This project is an end-to-end, reproducible RNA-seq analysis pipeline built using Nextflow (DSL2). It automates the process from raw sequencing data retrieval to transcript-level quantification, with a strong emphasis on portability, reproducibility, and scalability.
The pipeline is designed to work seamlessly with both single-end and paired-end RNA-seq data, and can be executed locally, on HPC systems, or in the cloud using containerized environments.
NOTE: This pipeline is demonstrated using publicly available RNA-seq data from ENA. No controlled-access or sensitive data are included.
- Automated data retrieval from the European Nucleotide Archive (ENA)
- Quality control using FastQC and MultiQC
- Transcript-level quantification with Salmon
- Robust handling of single-end and paired-end libraries
- Docker support for full reproducibility
- Modular DSL2 design for easy extension and maintenance
- Input metadata parsing (ENA accessions, library layout, sample info)
- FASTQ download from ENA
- Quality control with FastQC
- QC aggregation with MultiQC
- Transcript quantification using Salmon
- Structured outputs for downstream analysis (e.g., tximport / DESeq2)
- Nextflow (>= 22.x)
- Docker or Singularity/Apptainer
All tools are run inside containers:
- FastQC
- MultiQC
- Salmon
No local installation of bioinformatics tools is required beyond Nextflow and a container engine.

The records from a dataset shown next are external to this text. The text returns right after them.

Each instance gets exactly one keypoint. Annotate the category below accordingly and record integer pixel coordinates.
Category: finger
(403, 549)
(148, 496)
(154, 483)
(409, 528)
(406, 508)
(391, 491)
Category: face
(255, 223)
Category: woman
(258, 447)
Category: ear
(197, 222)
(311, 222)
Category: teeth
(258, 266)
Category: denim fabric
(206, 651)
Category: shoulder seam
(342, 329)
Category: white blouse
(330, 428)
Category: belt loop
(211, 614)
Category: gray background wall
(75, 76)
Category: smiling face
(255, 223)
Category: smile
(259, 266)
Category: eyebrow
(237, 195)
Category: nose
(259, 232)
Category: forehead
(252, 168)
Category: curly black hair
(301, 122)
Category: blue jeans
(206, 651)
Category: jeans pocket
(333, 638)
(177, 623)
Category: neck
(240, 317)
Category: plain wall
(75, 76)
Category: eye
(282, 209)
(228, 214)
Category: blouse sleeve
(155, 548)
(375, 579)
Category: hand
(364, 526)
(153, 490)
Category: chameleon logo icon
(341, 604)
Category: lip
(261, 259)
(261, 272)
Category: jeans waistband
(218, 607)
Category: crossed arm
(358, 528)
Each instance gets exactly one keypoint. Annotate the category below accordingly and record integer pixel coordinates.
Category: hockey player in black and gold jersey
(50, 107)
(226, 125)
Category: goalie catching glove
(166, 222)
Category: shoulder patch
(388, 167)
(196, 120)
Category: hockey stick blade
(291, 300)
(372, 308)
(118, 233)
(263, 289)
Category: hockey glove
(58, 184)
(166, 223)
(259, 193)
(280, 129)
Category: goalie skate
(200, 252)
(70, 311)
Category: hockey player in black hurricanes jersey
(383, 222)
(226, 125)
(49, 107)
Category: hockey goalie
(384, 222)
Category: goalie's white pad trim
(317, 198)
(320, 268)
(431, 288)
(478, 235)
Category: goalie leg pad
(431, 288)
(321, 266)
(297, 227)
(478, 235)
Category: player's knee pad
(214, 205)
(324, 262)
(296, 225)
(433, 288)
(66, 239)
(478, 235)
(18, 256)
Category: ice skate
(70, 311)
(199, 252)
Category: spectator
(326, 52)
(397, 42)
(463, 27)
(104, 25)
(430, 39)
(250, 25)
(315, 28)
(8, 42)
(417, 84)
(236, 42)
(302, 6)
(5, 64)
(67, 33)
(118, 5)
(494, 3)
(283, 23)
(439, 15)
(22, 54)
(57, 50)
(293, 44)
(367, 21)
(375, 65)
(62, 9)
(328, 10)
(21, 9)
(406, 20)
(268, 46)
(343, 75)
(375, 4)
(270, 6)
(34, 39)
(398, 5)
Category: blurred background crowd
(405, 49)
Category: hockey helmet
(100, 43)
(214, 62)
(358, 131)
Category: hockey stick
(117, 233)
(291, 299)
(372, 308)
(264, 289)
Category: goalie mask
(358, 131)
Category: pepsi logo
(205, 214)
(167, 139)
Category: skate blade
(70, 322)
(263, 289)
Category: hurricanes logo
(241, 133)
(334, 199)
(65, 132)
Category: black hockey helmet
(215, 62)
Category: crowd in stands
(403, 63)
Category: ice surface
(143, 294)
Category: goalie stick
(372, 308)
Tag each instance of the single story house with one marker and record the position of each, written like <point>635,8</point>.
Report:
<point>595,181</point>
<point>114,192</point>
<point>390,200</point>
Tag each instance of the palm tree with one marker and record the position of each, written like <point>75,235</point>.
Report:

The pipeline expects a sample sheet (CSV or TSV) containing, at minimum:
- sample_id
- ena_run_accession
- library_layout (SINGLE or PAIRED)
Example:
sample_id,ena_run_accession,library_layout
sampleA,ERR1234567,PAIRED
sampleB,ERR1234568,SINGLE- Transcriptome FASTA
- Salmon index (generated beforehand or as a pipeline extension)
nextflow run main.nf \
--samples samples.csv \
--transcriptome transcripts.fa \
-profile dockernextflow run main.nf -profile slurm,singularityresults/
├── fastqc/ # Per-sample FastQC reports
├── multiqc/ # Aggregated QC report
├── salmon/ # Transcript-level quantification
│ └── quant.sf
└── logs/
Key output file:
- quant.sf – transcript-level abundance estimates suitable for tximport and downstream differential expression analysis.
The pipeline explicitly handles differences between library layouts:
- Paired-end: _1 and _2 FASTQs passed to Salmon
- Single-end: only _1 FASTQ used; read2 is optional and safely ignored
This avoids brittle logic and prevents downstream failures caused by missing or empty files.
- Containerized execution
- Explicit versioning of tools
- Deterministic pipeline structure via Nextflow DSL2
This pipeline is intentionally modular and can be extended to include:
- Salmon index generation
- DESeq2 differential expression analysis
- Metadata-driven contrasts
- Automated QC thresholding
- Pathway and gene ontology enrichment
- Academic RNA-seq analysis
- Construct or condition comparison
- Method development and benchmarking
- Portfolio demonstration of reproducible bioinformatics workflows
This project was developed to demonstrate production-quality bioinformatics pipeline design featuring real-world usability.
It is suitable both as a research tool and as a portfolio artifact for computational biology and bioinformatics roles.